In most households both parents have to work, single parents are doing the very best that they can, and then there are the struggles that come with blended families. No wonder it can be such a challenging task to try and instill any family values in such a fast-paced and ever-changing family environment. It’s so easy today with all the demands of life that we as parents lose sight of what kind of benefits flourishing families can make to our children’s life.
Do you remember what made you happy as a child growing up within your family? Was it having your parent’s attention? Was it being included in decision making? Perhaps you were encouraged to be yourself and you were able to pursue your natural skills and talents? Did you look forward to Friday night’s because you were allowed to stay up late and order pizza for dinner? Maybe you felt like an outsider and were misunderstood and felt like you never really belonged? And this is why you feel it’s so important to create flourishing families now with your own children?
I believe that creating a happy family starts with instilling great family values. Values are super important when it comes to parenting because they have an influence on everyone’s behavior and attitudes and also affect decision making. It’s no wonder that parents want to instill good values in their children!
The challenge these days is that parents themselves aren’t really sure what’s important to them, what it is they really value. When parents are clear on what they value they’ll be better equipped when it comes to sharing and communicating with their children.
Values are the foundation layer to my Six Steps To Discovering You framework. I encourage you to have a look at this workbook as it will help you get clear on what’s most important to you. This will put you in a better position when it comes to talking about values with your children.)
As an example, if you’re not clear that you want your child to demonstrate gratitude, you’ll end up missing opportunities to show your child how they can be thankful. Perhaps you value family, but you’re spending seventy hours a week at work?
Do your values contradict each other? For example, do you value honesty or politeness? Neatness or creativity? Understanding your values helps you to understand when values start to conflict with one another and then how you can prioritize.
Often our values change when we become parents because we now prioritize or child’s health, wellbeing, and safety over everything else. Most new parents never really stop to reevaluate their values, and as a side effect, this starts to create dissonance within the family and within themself.
When I became a parent, it was so important to create a healthy, dynamic family that had strong values and fun traditions. Having healthy family values and traditions are vital for bringing the family together. For me, a family that plays together stays together!
Family values can become ingrained when they are reinforced at home, meaning the values automatically become a part of who you are and how you behave outside the home. This is particularly important when it comes to our children as we do not always have eyes on them.
Having strong family values allows your children to make better choices in social situations, and to take the higher ground when faced with conflicting decisions. This is a big responsibility for parents and one that should not be taken lightly.
Family values will change with age and over time. Some values will increase in importance while others become less important. As an example when your child was a toddler, did you ever wish that they were less active and more obedient?
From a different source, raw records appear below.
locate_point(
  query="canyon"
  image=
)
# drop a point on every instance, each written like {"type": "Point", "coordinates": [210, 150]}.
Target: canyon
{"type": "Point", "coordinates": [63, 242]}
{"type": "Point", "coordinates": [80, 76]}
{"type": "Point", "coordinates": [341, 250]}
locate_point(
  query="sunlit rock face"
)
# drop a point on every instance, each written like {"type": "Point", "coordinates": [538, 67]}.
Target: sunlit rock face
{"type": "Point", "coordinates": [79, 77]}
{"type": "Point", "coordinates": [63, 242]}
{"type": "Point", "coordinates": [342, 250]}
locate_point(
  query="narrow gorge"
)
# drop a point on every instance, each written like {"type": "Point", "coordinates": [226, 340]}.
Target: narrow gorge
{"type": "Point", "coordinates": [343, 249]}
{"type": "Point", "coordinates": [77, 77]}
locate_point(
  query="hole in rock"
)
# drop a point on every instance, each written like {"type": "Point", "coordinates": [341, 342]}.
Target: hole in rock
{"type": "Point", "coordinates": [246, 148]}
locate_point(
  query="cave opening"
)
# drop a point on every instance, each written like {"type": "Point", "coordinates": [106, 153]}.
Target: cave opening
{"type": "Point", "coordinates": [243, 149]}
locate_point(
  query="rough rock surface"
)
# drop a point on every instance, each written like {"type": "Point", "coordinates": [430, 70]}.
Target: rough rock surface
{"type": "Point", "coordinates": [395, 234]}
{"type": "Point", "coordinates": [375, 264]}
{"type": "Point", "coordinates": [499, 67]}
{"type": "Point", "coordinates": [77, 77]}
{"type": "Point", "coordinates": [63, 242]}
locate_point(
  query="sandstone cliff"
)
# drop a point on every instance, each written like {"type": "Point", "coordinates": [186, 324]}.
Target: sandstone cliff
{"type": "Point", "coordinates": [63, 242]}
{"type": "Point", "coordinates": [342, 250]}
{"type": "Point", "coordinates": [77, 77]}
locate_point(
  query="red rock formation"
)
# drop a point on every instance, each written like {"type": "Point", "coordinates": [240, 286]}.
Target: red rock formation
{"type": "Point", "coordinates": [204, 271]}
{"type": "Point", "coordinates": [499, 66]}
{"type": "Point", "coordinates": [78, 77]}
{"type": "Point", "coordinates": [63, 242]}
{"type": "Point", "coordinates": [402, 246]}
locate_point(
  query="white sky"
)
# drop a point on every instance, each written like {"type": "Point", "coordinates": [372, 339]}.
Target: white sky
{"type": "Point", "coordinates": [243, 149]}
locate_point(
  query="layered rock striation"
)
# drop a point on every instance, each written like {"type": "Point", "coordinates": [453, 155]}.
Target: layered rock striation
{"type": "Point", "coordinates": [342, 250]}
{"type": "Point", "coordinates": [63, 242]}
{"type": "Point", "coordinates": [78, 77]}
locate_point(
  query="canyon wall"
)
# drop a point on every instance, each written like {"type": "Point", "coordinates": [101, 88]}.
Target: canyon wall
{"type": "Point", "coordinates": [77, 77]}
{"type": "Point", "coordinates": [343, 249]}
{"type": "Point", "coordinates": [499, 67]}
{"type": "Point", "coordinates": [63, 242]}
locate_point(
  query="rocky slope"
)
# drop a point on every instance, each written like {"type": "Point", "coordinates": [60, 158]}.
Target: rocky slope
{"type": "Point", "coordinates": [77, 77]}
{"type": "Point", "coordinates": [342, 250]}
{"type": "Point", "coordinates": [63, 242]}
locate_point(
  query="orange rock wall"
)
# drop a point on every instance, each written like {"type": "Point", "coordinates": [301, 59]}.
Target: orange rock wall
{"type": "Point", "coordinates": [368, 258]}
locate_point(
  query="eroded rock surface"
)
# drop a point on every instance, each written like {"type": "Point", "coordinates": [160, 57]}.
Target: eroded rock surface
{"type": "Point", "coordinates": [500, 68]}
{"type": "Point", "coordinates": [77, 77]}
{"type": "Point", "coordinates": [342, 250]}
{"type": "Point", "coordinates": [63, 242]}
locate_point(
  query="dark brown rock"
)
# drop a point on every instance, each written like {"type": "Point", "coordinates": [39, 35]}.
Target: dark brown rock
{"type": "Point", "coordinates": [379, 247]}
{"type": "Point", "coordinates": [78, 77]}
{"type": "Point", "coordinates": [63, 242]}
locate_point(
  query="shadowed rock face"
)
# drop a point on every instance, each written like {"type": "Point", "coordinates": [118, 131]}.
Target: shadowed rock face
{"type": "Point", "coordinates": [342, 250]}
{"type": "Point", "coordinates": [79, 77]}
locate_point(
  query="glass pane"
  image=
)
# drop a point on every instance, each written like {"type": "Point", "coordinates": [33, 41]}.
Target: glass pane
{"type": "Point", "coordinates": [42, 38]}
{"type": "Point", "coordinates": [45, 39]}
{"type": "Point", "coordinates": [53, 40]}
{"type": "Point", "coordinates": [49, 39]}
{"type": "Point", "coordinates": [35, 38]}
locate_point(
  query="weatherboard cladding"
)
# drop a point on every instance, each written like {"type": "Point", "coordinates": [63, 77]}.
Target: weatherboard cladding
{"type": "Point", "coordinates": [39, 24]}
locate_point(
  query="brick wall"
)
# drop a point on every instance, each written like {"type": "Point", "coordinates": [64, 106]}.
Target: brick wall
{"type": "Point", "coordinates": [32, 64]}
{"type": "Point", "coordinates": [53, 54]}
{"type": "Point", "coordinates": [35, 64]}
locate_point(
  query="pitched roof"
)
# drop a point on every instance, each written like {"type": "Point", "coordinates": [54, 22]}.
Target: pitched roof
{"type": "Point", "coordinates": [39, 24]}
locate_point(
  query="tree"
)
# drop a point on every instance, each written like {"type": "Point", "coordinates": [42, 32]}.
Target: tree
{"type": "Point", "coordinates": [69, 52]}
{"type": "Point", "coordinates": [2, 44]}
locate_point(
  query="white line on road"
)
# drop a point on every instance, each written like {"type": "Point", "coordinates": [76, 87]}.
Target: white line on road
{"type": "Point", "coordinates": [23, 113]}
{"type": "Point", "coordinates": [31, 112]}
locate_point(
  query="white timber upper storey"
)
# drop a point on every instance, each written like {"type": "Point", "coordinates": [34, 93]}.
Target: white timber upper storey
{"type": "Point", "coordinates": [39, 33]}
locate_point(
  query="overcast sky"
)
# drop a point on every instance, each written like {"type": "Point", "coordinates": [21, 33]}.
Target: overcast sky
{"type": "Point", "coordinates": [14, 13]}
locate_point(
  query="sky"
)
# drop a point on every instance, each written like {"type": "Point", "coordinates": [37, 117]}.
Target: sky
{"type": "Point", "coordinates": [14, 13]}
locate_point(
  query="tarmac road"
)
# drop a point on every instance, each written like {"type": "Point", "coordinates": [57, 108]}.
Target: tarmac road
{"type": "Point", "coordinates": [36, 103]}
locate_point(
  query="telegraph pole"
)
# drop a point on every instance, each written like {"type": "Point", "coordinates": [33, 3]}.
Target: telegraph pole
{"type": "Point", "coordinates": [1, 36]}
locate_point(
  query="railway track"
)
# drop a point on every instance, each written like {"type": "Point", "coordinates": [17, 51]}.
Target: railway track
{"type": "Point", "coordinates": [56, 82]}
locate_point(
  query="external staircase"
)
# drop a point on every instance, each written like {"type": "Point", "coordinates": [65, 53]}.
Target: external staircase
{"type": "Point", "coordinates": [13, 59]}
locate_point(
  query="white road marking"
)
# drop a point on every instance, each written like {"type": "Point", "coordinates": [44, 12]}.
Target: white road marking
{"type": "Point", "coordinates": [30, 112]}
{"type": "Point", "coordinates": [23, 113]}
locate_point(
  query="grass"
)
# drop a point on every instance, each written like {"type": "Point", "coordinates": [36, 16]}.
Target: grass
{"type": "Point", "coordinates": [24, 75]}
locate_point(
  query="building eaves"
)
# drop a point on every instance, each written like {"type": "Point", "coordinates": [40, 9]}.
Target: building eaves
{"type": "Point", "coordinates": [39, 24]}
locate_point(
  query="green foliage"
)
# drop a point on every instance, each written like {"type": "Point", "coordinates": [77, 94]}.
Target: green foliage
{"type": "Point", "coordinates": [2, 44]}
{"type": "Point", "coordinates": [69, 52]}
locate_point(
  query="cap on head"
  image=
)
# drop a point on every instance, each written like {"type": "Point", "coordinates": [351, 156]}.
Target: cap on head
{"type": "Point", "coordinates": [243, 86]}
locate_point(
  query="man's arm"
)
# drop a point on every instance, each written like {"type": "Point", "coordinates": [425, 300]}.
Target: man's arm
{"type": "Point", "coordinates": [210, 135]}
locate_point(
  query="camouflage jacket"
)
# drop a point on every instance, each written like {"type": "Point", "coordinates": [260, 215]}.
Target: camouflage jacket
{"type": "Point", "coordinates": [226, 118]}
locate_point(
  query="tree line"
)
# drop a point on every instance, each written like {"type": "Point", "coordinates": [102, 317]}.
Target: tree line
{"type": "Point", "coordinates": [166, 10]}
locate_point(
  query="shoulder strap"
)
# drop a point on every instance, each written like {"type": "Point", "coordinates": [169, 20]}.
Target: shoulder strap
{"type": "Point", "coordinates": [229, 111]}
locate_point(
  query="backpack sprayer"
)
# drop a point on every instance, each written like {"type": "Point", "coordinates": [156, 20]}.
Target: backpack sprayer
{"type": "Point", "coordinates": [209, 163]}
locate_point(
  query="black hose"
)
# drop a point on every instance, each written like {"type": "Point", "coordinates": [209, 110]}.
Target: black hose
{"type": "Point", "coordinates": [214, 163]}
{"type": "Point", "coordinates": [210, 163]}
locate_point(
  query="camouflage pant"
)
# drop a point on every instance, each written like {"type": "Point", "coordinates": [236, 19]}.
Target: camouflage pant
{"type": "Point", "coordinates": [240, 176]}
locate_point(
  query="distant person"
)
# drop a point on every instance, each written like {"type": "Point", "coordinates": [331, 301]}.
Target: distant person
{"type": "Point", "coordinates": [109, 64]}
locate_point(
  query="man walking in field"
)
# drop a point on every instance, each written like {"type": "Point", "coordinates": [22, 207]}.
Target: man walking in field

And then as they grow up you actually appreciate that your child has a huge amount of energy and curiosity?
When it comes to teenagers, an effective way that they begin separating themselves away from the family is by rejecting the parents’ values. If a young adolescent has not had the freedom to voice differences whilst growing up, they might feel the need to rebel with force in their teenage years as a way of removing themselves from their parents.
It’s also not uncommon for parents to sometimes disagree overvalues, about what is important and what traits to encourage in their children. As an example, one parent may encourage their child to be outspoken and assertive, while the other parent may prefer their child to be respectful and obedient.
Insightful questions to ask yourself for starting flourishing families:
From birth to seven years these are called the imprinting years, where values will be picked up from the environment, mostly from home, parents, grandparents and immediate family.
From seven years to fourteen years these are called the modeling years. This is where your child will learn values by simply observing what you do and what their peers are doing and then they’ll eventually come to their own conclusion about what that means and what they believe.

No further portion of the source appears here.